In setting its sights on a next-generation version of its existing pancreatic cancer test that still uses tissue samples, Asuragen has taken a more cautious, but apparently more realistic path toward the development of new miRNA-based diagnostics than some of its peers, which have begun eyeing blood-based tests in earnest.
For example, early last year Rosetta Genomics said that it had shifted its focus away from miRNA diagnostics onto miRNA screens that would measure expression levels of the RNAs in serum, with an initial focus on a colon cancer test.
Meanwhile, Exiqon has been working on an miRNA-based colon cancer diagnostic that would be based on a blood sample, and said last summer that results from a collaboration to develop the test would be ready in the first quarter of this year, although a timeline for the product's market introduction was not forthcoming (see RNAi News, 8/27/2009).
However, the analysis of miRNAs from blood samples appears to be a trickier proposition than expected.

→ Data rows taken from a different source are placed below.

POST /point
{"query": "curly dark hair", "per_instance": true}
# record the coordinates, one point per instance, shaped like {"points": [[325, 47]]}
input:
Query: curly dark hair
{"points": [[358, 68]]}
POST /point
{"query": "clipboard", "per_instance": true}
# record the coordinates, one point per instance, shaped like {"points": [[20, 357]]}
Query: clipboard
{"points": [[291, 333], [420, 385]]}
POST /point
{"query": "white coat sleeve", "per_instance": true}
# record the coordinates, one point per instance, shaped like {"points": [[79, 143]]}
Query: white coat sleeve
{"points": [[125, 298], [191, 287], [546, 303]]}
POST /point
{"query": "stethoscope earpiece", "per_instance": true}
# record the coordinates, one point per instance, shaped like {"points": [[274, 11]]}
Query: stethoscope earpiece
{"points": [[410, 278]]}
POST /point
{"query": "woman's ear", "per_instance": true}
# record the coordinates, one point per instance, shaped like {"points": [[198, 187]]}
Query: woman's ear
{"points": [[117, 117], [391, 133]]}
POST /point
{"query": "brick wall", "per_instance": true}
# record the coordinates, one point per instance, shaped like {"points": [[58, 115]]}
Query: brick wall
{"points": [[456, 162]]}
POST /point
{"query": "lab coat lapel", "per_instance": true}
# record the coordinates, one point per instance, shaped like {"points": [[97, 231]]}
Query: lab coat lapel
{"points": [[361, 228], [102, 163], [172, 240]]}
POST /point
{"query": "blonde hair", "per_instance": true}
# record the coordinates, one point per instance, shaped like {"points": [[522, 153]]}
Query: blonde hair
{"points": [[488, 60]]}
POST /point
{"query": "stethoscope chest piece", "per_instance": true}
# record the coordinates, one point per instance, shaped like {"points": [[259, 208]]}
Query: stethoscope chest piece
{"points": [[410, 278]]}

At the end of 2009, Rosetta backtracked, stating that it had scaled back work on its colon cancer screen after running into "technical obstacles" that stymied the consistent measurement of miRNA biomarkers in serum (see RNAi News, 12/31/2009).
Around the same time, University of Massachusetts Medical School researcher and miRNA pioneer Victor Ambros told RNAi News that while miRNAs in the blood are a promising area of research, they are "mysterious" and their meaning "still pretty obscure."
"We … need to learn more about the biological meaning of these circulating microRNAs," Ambros said. "What is their physical form, where do they come from, how are they produced, what is the range of particles and their sources and their destinations that are present in circulation? It's amazingly uncharacterized at the moment."
And while Exiqon has yet to release its findings, Rosetta's troubles and Ambros' insights suggest that a blood-based miRNA test may not quite be ready for prime time.